The gag is simple enough but actors Ai Lun and Ma Li commit so totally to their new roles that the increasingly absurd situations ring true right up until the trio end up learning Kung Fu from a possibly gay, resentful deputy chief monk (Teng Shen) at a mountain retreat. Veering off from the standard rom-com route, Never Say Die makes a brief sojourn in revenge genre after Xiao finds out some unpleasant facts about Wu Liang (through being Edison) and decides she needs to get her own back by humiliating him in the MMA ring. Edison may have been a champ, but despite his physical training, Xiao is still an elegant female reporter who’s not exactly used to being in the middle of a fight.
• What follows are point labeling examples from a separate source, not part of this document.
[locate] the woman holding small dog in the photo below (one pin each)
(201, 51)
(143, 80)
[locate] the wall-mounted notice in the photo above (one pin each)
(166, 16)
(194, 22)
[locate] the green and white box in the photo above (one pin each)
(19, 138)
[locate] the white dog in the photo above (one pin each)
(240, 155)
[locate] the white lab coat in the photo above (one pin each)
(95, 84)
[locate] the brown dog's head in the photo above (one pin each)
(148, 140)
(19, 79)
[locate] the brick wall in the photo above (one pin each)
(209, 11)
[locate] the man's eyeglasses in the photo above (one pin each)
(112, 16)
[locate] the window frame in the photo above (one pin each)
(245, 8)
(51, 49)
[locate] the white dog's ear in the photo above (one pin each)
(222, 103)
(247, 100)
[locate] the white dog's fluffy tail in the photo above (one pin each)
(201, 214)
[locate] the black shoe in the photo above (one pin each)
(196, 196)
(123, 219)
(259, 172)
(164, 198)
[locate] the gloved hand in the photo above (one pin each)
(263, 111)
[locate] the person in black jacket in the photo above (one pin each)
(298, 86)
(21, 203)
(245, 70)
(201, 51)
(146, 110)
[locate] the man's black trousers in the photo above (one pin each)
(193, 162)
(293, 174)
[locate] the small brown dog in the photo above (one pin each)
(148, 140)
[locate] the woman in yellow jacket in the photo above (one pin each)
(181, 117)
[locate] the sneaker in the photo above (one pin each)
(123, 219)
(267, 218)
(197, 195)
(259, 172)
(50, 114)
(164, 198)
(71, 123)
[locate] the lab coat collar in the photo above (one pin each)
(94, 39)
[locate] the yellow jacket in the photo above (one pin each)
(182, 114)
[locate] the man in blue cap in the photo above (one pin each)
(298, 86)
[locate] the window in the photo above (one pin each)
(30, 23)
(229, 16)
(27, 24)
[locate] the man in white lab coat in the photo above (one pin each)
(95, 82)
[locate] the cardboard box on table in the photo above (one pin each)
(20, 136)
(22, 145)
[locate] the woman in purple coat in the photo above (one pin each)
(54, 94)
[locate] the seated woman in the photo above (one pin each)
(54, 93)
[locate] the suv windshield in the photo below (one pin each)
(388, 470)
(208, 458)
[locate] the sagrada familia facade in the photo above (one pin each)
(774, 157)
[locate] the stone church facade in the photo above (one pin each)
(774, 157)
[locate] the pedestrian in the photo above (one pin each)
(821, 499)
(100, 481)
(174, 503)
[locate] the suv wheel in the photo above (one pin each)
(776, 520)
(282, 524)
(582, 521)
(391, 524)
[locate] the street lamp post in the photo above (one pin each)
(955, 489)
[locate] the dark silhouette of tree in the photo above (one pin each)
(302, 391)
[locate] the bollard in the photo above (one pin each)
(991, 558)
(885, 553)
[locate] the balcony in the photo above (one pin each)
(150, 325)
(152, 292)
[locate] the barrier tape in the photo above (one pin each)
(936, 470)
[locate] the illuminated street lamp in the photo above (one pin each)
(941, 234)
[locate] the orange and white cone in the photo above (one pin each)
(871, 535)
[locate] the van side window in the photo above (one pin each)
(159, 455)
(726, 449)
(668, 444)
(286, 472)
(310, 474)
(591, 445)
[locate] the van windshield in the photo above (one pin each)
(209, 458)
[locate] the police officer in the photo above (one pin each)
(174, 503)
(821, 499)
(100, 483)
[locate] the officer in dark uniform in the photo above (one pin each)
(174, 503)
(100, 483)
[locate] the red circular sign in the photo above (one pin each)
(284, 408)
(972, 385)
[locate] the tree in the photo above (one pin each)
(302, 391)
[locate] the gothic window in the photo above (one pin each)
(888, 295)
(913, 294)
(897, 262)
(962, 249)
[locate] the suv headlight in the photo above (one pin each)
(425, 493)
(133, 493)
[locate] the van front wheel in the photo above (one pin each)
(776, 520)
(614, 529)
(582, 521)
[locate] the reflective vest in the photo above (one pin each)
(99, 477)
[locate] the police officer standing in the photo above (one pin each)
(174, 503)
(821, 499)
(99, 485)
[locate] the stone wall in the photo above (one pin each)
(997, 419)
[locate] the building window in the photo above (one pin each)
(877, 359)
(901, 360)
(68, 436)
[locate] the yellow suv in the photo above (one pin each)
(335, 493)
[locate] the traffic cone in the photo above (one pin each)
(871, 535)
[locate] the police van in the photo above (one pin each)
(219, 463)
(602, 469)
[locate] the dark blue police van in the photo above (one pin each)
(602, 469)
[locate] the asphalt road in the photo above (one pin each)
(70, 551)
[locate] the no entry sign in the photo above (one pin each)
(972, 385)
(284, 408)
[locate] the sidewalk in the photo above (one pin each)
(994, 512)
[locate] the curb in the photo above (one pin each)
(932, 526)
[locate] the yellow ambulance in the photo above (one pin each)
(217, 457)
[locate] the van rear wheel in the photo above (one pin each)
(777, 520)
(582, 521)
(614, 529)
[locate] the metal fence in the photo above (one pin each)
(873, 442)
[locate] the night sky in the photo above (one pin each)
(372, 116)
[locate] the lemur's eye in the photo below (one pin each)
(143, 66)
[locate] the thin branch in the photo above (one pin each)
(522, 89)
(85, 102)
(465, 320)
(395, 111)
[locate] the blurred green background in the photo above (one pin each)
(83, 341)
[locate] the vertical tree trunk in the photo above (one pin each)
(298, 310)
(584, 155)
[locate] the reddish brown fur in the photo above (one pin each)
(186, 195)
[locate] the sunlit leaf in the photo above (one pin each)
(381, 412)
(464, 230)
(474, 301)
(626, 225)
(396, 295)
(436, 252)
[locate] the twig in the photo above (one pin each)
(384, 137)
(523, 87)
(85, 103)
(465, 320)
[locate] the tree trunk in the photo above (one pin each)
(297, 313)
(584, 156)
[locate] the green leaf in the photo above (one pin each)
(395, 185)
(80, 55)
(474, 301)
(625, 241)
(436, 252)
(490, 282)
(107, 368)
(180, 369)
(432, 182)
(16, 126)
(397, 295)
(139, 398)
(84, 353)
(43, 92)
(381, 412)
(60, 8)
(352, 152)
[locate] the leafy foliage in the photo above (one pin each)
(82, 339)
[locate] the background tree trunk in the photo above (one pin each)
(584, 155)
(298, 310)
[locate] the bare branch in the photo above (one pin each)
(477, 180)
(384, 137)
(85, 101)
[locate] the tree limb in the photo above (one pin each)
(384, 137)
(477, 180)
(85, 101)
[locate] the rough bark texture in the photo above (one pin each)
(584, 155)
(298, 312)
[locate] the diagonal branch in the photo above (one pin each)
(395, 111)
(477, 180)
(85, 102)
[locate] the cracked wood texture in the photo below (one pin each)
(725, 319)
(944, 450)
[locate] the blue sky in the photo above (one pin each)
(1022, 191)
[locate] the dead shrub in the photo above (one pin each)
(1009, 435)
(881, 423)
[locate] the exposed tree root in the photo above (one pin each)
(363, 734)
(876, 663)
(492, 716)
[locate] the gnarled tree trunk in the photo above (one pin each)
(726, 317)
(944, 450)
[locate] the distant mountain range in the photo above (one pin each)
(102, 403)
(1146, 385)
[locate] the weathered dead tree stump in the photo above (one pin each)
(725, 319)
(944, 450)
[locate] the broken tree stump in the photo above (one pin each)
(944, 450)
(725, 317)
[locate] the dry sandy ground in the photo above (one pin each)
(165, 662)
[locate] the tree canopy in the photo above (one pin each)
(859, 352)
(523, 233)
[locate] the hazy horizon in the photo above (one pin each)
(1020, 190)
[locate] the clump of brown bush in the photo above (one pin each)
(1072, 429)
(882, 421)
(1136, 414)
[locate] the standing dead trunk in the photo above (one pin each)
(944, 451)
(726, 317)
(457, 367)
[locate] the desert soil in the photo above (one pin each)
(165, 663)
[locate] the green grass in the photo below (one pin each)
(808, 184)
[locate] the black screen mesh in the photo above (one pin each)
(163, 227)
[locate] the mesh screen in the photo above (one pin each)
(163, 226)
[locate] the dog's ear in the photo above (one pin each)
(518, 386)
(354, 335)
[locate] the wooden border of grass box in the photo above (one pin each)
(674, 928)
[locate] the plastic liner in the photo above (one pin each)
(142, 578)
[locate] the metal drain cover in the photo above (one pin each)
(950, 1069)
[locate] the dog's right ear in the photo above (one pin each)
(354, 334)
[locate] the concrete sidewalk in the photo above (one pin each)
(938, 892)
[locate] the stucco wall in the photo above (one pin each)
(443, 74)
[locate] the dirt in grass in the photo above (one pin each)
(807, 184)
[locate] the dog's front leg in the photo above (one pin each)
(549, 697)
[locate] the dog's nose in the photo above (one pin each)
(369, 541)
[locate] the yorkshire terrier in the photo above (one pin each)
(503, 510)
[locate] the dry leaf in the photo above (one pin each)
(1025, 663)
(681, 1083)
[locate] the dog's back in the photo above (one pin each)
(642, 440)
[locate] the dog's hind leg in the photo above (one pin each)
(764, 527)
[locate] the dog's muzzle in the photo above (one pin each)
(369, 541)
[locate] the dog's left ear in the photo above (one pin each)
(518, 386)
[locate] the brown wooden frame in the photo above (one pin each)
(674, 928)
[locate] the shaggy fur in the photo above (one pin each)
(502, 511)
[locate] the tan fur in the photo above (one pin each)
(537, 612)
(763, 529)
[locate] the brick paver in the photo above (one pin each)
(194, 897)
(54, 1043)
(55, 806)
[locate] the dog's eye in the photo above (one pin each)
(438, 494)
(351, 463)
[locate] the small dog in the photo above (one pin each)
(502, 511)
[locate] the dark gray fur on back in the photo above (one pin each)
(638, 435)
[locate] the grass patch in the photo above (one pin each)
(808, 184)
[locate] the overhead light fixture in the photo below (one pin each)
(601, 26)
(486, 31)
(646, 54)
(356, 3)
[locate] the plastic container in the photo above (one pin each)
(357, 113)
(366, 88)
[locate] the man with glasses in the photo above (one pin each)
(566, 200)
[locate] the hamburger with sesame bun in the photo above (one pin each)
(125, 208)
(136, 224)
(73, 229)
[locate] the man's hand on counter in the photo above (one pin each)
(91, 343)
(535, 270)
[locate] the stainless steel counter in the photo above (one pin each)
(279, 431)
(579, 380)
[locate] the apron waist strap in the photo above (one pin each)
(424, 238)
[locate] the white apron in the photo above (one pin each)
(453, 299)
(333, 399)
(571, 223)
Never Say Die does not manage to escape the inherently sexist bias of the gender swap movie, but it does its best to mitigate it. It is problematic, in one sense, that Xiao needs to “man up” to get revenge on her dreadful boyfriend and then is sidelined when it comes time for Edison finish the job for her, but on the other hand she is the more capable and pragmatic of the pair who teaches Edison how to get himself together whilst playing a supporting rather than leading role. Perhaps betraying its comedy stage show routes, the script may appear episodic and meandering but it’s all brought together in grand fashion at the end with nary a gag wasted. The lesson is that eventually you have to get off your high horse and really look at yourself and others whilst resolutely refusing to back down to dishonest bullies if you really want to earn the right to be happy in yourself. Hilarious and emotionally satisfying in equal measure, Never Say Die is an unexpected comic delight which proves surprisingly subversive even in its superficial innocence.


Currently on limited release in UK cinemas courtesy of Chopflix.